Team science has become a necessity for tackling tough problems. The recent report of over 100 genetic associations in schizophrenia came from the Psychiatric Genetics Consortium, a team of 400 scientists in 30 countries. When this paper is published, there may deservedly be over 100 authors. How will the 98 authors who are not first or last receive appropriate recognition in the current academic system? Or, more to the point, if the public needs academic scientists to tackle tough problems, does the current culture discourage team science?
Crowd sourcing has become one of the fastest ways to solve analytic problems, from protein folding to the need for new technologies for diagnostics. Large data sets from genomics, imaging, and clinical trials are ideal resources for crowd sourcing innovative solutions. But such a resource requires that data be standardized and shared. For academic scientists who often lack the funds or time to analyze fully their own data, sharing seems more like a threat or a burden, not a solution. A culture built on individual promotion rewards the scientist who is first to publish, not first to share.
Clinical trials have been one of the greatest sources of conflict between public expectations and academic culture. For NIMH this begins with the simple observation that people with our most prevalent disorders seem to be everywhere—homebound, homeless, in prison, schools, primary care—except the academic health center. As a result, recruitment into clinical trials may be slow. At NIMH, the average time to complete clinical trial recruitment extends beyond 4 years. Many trials fail to recruit, and those that complete recruitment may be very slow to publish, meaning that a typical clinical trial will report results more than 7 years after a funding decision. We are not unique. A paper from the National Heart, Lung, and Blood Institute last week reported on 244 trials completed between 2000 and 2011.2 More than one third remain unpublished and, for those published, the median time to publication was more than 2 years. If time = lives, it’s no wonder that taxpayers have their doubts.

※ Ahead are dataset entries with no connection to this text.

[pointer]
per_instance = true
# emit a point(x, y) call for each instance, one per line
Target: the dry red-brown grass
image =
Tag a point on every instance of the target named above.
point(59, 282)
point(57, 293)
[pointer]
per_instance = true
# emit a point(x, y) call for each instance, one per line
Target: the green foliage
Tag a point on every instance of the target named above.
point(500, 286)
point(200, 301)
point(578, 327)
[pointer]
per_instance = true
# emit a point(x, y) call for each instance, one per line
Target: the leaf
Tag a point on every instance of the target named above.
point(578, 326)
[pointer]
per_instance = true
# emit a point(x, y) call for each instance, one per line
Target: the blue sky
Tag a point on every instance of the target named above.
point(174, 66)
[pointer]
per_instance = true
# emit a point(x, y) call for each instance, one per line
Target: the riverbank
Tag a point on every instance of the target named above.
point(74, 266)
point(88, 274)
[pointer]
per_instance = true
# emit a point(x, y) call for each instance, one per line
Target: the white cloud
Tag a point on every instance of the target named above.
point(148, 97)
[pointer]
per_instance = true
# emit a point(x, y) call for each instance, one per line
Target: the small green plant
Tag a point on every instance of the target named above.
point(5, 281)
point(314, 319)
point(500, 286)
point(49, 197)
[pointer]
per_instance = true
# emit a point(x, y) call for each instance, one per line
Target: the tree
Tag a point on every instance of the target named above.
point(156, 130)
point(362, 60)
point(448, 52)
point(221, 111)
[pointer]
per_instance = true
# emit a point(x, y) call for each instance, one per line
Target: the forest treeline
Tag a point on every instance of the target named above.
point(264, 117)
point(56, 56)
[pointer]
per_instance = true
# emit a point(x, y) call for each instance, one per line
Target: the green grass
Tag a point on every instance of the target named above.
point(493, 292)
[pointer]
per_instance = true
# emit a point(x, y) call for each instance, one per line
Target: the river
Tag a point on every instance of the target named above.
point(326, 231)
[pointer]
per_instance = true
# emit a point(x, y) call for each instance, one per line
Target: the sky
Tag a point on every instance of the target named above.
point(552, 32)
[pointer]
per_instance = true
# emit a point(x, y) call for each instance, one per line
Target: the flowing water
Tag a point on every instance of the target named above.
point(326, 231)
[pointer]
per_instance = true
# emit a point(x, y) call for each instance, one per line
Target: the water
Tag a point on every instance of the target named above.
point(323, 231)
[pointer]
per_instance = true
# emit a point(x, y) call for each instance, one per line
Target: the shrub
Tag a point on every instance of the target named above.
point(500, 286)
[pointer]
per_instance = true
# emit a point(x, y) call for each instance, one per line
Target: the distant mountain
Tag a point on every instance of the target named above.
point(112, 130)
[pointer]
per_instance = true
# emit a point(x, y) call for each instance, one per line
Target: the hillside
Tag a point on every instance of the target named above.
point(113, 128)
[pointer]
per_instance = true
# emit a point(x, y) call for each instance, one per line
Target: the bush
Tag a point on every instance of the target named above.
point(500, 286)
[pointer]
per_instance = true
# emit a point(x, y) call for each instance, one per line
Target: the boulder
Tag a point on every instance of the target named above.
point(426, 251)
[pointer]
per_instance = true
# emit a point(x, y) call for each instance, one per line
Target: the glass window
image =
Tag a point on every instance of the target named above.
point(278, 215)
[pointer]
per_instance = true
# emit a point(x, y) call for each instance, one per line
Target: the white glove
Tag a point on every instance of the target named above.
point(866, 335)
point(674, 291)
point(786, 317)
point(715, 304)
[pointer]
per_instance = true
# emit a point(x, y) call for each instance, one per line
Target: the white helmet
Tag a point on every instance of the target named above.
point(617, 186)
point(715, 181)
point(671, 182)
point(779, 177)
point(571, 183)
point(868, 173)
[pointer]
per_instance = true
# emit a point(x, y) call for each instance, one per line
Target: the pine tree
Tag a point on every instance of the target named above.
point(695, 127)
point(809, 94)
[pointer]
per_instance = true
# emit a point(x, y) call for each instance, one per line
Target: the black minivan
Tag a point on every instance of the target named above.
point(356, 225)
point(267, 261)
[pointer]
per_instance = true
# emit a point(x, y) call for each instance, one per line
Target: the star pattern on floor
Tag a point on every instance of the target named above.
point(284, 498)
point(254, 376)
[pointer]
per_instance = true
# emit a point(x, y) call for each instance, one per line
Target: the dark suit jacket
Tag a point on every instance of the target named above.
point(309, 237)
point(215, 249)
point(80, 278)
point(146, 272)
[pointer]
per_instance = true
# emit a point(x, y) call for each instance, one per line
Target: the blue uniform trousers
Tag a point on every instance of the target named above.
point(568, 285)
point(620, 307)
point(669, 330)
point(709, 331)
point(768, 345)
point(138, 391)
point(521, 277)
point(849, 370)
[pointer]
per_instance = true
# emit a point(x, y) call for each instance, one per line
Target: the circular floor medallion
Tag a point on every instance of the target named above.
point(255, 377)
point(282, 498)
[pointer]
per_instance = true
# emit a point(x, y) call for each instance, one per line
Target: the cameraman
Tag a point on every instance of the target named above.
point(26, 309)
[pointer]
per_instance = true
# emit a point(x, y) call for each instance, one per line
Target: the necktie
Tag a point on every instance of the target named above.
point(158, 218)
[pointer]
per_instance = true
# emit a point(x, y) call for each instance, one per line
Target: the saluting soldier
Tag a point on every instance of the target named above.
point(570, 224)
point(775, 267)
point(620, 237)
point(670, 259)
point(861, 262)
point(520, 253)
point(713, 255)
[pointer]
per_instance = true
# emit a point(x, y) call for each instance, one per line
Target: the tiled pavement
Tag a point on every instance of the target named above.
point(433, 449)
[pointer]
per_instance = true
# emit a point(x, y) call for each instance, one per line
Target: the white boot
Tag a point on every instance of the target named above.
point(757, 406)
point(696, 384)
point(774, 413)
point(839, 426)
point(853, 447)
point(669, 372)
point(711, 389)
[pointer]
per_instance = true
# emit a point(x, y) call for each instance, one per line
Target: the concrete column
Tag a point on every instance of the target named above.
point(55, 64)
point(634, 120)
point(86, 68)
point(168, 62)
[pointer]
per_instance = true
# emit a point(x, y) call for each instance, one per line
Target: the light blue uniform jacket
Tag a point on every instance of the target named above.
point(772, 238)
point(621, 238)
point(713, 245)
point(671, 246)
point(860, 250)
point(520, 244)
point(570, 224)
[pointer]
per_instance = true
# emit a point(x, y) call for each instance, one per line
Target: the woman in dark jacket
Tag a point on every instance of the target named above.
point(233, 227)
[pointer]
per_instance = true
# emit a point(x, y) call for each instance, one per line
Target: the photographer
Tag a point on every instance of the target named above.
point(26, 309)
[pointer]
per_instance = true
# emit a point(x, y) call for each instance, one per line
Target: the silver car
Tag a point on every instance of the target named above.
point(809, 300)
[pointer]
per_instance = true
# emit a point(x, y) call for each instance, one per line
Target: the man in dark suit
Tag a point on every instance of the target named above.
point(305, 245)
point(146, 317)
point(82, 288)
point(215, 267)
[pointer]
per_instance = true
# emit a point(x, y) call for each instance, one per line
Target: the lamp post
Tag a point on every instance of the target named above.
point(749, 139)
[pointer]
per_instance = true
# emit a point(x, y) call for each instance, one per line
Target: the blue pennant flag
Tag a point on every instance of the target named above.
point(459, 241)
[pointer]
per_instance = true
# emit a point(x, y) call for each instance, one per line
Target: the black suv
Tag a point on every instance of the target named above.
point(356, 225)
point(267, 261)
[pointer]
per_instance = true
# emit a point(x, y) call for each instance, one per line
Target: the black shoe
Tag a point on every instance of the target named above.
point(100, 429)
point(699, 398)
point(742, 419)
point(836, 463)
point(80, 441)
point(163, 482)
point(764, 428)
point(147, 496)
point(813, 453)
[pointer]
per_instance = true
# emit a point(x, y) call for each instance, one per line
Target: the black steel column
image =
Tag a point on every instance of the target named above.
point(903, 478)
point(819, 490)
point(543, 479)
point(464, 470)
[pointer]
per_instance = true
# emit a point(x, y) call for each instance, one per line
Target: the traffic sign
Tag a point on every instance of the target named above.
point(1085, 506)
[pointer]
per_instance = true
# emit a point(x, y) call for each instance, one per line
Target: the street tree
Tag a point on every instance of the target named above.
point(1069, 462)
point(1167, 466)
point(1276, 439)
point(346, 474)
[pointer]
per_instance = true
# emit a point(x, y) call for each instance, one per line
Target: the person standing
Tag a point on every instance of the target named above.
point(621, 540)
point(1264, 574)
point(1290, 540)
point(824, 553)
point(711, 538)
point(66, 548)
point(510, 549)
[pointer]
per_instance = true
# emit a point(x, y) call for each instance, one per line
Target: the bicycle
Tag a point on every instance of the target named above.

Scientists in academia are not the problem. Most go into science driven by a desire to have an impact on a disease or fueled by curiosity to solve some important puzzle. Scientists learn quickly that the culture is competitive and that the average age of a scientist receiving his or her first NIH R01 grant is over 40. They work long hours, accept low salaries compared to what they could earn in the commercial market, and delay all kinds of gratification to pursue this career. The problem is that they are in an ecosystem that is not aligned with public expectations. Scientists can complain about public expectations, but we should remember who is paying the bills. This culture clash would not matter except that most academic research depends on public funding. Public funding is now lower than it has been in a decade. If we want our best and brightest to continue in science, we need to provide the right incentives and the right environment for them to have the greatest impact. Increasing public support for research requires a commitment to deliver value for the public.
1 Insel TR, Landis SC. Twenty-five years of progress: the view from NIMH and NINDS. Neuron. 2013 Oct 30;80(3):561-7. doi: 10.1016/j.neuron.2013.09.041.
2 Gordon D et al. Publication of trials funded by the National Heart, Lung, and Blood Institute. N Engl J Med. 2013 Nov 14;369(20):1926-34. doi: 10.1056/NEJMsa1300237.